Amrou Al-Kadhi, writer and drag queen adds: “The comment I get most often is, ‘Well, you still look like a man for most of the time, so why aren't you he?’ It annoys me, because my external body doesn't always match with what I feel inside – I mean, around four nights a week I'm in drag, and often feel more myself in drag than I do out of drag. So these things really are fluid – often how people are externally presenting is because of how we've been socialised, so essentially, don't take what you see as fact.”
So why does it matter that people get our pronouns right? Firstly it’s about respect; about people deeming you worthy enough to try and understand you. When you’re misgendered, or somebody purposefully disregards your preferred pronoun, it hurts; it jars with your notion of yourself — a self that is so hard to maintain when people won’t even call you something you asked to be called. When somebody does try, it feels like people see you. “It feels like a warm bath,” says Amrou. “It makes me feel relaxed, and less anxious in a social space. It makes me feel like I'm being heard, and that someone sees me not for being a ‘man’ but for being Amrou.”

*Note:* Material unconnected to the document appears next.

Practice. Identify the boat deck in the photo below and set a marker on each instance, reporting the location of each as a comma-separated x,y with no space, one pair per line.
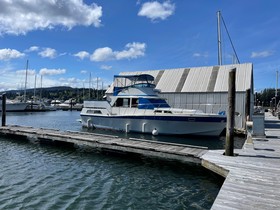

“I guess, simply, I have never been he or she; this is not a choice, it is who I am,” my friend Joseph explains. “I am not a man or a woman, and the ‘they’ pronoun is the simplest way to differentiate that. When someone uses ‘they’ it demonstrates a respect and recognition of an integral aspect of my being. I have struggled throughout my life with serious mental health conditions/body dysmorphia, and understanding myself more by coming to terms with my identity has certainly eased many of these issues. I’m not oblivious, and am very much aware that not everyone has heard of non-binary, let alone met a non-binary person. Each time I get misgendered with a male pronoun isn’t easy. However, I use the opportunity to speak in a productive way about what that means. I’m not saying that I’m an educator in any way, or that most of the time I don’t want to just let it slide [rather] than have a discussion questioning who I am, but it’s important to open up these conversations in a non-aggressive way.”
“We’ll try hard, but we might get it wrong.” Start by trying, then failing, then apologising, and moving on. “Sometimes it's not the end of the world,” Dani concludes. “For instance, I have a relatively new friend who I know is trying really hard, but hasn't known anyone who uses 'they' before, and slips up sometimes. I don't mind that at all, because it does take some getting used to – I misgendered myself for months in my own head before I got used to it!”
Once you’ve got the pronoun, think about what that means — we are still us, still people with multifaceted experiences way beyond our gender. We are everywhere, we have been everywhere, and will continue to be everywhere; it’s just language that hasn’t quite caught up.